Un site protégé et un micro-climat favorable
De ce fait, la région de Berkane, appelée l’oasis de l’Oriental, et qui compte quelque 150 000 âmes, fait penser au Moyen-Atlas, par les voies escarpées et tortueuses qui y conduisent, et, dans le même temps, on a l’impression d’être en plein Haouz, de par son site étalé au pied de la montagne, et protégé par ses contreforts.
Voilà donc un havre de paix dont le sol, limono-argileux, est servi par un écosystème protégé par les reliefs, qui n’est qu’à quelques encablures de la mer et de deux frontières, celle de Melilia occupée, et celle du voisin algérien. Entre la manne de l’agriculture et les opportunités des produits de la contrebande – le carburant algérien est vendu moitié prix par rapport à la station-service, quasiment en plein boulevard, tout comme sont présents les produits électroménagers – les Berkanis sont d’humeur plutôt cachottière et réellement peu prolixes avec les visiteurs. Pourtant, c’est une région travailleuse où se concentre une main-d’œuvre de 8 000 à 9 000 personnes qui s’activent durant la période à cheval entre deux années (de novembre à janvier) autour de la récolte et du conditionnement des oranges et des clémentines (2 millions de journées de travail y sont créées, chaque année). Les agrumes y concernent, en effet, 13 000 hectares (sur les 36 000 ha de superficie irriguée), avec un rendement de 18 à 22 tonnes à l’hectare.

Une production moyenne de 120 000 t d’agrumes, dont 80 % vont à l’export
Le succès de cette culture, explique Haj Brahim, exploitant agricole et chef d’antenne de l’Aspam (Association des producteurs d’agrumes marocains), remonte à la période coloniale et ne s’est pas démenti par la suite puisque la production d’agrumes est, en moyenne, de 120 000 tonnes, dont 80 000 exportées.

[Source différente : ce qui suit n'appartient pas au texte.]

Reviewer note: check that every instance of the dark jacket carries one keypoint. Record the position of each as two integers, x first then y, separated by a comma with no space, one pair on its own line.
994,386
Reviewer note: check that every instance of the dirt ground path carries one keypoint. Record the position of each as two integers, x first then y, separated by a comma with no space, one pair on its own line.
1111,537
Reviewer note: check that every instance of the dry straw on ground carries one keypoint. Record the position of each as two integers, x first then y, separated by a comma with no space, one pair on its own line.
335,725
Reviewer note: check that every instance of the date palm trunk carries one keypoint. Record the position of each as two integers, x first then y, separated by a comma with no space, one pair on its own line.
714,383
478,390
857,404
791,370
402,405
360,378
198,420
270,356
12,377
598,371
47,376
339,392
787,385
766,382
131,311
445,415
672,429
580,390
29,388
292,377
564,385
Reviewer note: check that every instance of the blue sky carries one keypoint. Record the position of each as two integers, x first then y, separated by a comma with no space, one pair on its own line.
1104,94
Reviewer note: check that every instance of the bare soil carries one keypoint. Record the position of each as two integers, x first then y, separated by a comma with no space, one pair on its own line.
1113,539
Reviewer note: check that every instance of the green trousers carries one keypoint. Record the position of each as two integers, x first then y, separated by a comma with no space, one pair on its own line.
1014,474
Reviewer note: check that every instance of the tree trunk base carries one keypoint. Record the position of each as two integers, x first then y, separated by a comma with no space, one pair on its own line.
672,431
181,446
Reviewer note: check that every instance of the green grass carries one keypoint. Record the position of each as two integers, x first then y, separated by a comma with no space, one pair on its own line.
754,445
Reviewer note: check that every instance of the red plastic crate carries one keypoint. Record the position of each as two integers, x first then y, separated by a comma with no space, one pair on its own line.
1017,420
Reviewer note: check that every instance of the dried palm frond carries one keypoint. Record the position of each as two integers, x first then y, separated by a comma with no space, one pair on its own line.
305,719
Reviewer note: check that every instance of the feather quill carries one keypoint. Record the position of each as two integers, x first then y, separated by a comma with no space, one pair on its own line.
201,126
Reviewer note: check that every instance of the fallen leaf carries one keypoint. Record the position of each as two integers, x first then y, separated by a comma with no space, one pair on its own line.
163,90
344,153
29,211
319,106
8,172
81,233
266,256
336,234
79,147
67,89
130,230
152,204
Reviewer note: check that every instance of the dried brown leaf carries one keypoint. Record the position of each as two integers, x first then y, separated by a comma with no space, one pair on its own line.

Quelque 18 stations de conditionnement et 11 unités frigorifiques y sont installées. Elles exportent 70 % de la production de la région par le port de Nador. Parmi les plus importantes, Socober. Elle emploie 550 ouvriers durant la haute saison, réalise 18 % des exportations et dégage un chiffre d’affaires de 70 MDH.
A côté de l’arboriculture, constituée à hauteur de 60 % par les agrumes, et marquée par un net retour de la vigne, d’autres cultures comme les céréales, le maraîchage et les cultures sous abri sont bien représentées dans la région. Il y a également la betterave, qui occupe une moyenne annuelle de 4 300 ha et fournit l’unité sucrière de Zaïo, qui produit 30 000 à 35 000 tonnes de sucre par an. En plus, les agriculteurs font tous de l’élevage une activité d’appoint.
Malgré cela, les agriculteurs sont mécontents de leur sort. S’ils peuvent tirer, en bonne année, 40 000 DH par hectare d’agrumes (à raison de 3 DH le kg d’orange vendu), entre 5 000 et 9 000 DH pour l’hectare de betterave cultivé et à peu près la même rentabilité pour l’olivier, ce qui leur pose problème, aujourd’hui, c’est le déficit en eau de leur région. En effet, les besoins annuels sont estimés à 650 millions de m3, alors que le barrage Mohammed V, mis en service en 1956, et aujourd’hui envasé à 50 % de sa capacité, n’en fournit que 330 millions, explique Ouhda Moha, chef du service de l’équipement agricole à l’Office régional de mise en valeur agricole de Moulouya-Berkane.
«Un hectare de culture agrumicole a besoin de 14 000 à 15 000 m3, mais le disponible actuel est d’à peine 10 000 m3», explique Haj Brahim Taïbi.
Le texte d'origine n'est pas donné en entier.